Hay también, efectivamente, nuevas modas que pueden alentar al despanzurramiento de manifestantes. Arrollar a quien se interpone en tu camino te prepara para comprar algún artículo de los que hoy se anuncian como propios de jóvenes lobos, audaces, duros, triunfadores en un mundo de competencia y lucha; pero, claro, sirve precisamente porque al comprarte la camiseta o la colonia no te examinan sobre la talla, ferocidad y rango de tus enemigos muertos. Atropellar peatones, ciclistas, adolescentes y plebeyos siempre ha sido fácil. Otra cosa sería venderle un cuadro falso a Mario Conde, vencer en amores al barón Von Thyssen, arruinar a Marta Sánchez o viceversa. Si es la ídeología del nuevo individualismo lo que respalda a los agresores de manifestantes, habrá que convenir que nunca había caído tan bajo el listón del egoísmo insolidario. (Aunque tengas decidido aplastar los obstáculos, pregunta primero; recuerda que un héroe necesita para su currículo sabor el nombre preciso de sus víctimas.)
Quizá, sin embargo, el arrollador de manifestantes se sienta arropado por un convencimiento aparentemente más neutro. Quizá no se trate de vieja intolerancia antidemocrática ni de agresividad individual remozada. Quizá el conductor se haga a sí mismo simple momento de una cierta idea de normalidad: la del tráfico. La ciudad ha sido hecha o deshecha a medida del tráfico de vehículos de motor. Todo funciona bien mientras el tráfico no se interrumpe. El tráfico representa a la vez que vampiriza todo el flujo de la vida social. No hay problemas mientras se circule con normalidad.

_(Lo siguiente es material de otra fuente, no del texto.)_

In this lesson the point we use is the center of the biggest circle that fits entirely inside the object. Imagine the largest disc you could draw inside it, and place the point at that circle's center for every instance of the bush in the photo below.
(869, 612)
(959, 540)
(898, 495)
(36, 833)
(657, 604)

Obstruir el tráfico resulta así el mal supremo, y el atropello del obstaculizador puede ser vivido como un acto en que la justicia adopta la forma fría y desapasionada de la lógica.
Poco después de los atropellos, algunos estudiantes reunidos en asamblea se preguntaban atemorizados si su manifestación era o no legal. Una de las secuelas de la condición de víctima es la tentación de sentirse culpable. Hubiera escrito este artículo igualmente en defensa de cualquier otro grupo de manifestantes, pero no me parece casual la depresión de los estudiantes de profesorado de EGB. Recibir la noticia de que cualquiera que tenga tres años de estudios universitarios puede ejercer la profesión que ellos intentan específicamente aprender no es como para fomentar la propia estima; el atropello fisico, parece incluso congruente. Sepan que al menos su protesta puede haber servido para proponer una reflexión alarmada sobre la insolidaridad y la intolerancia.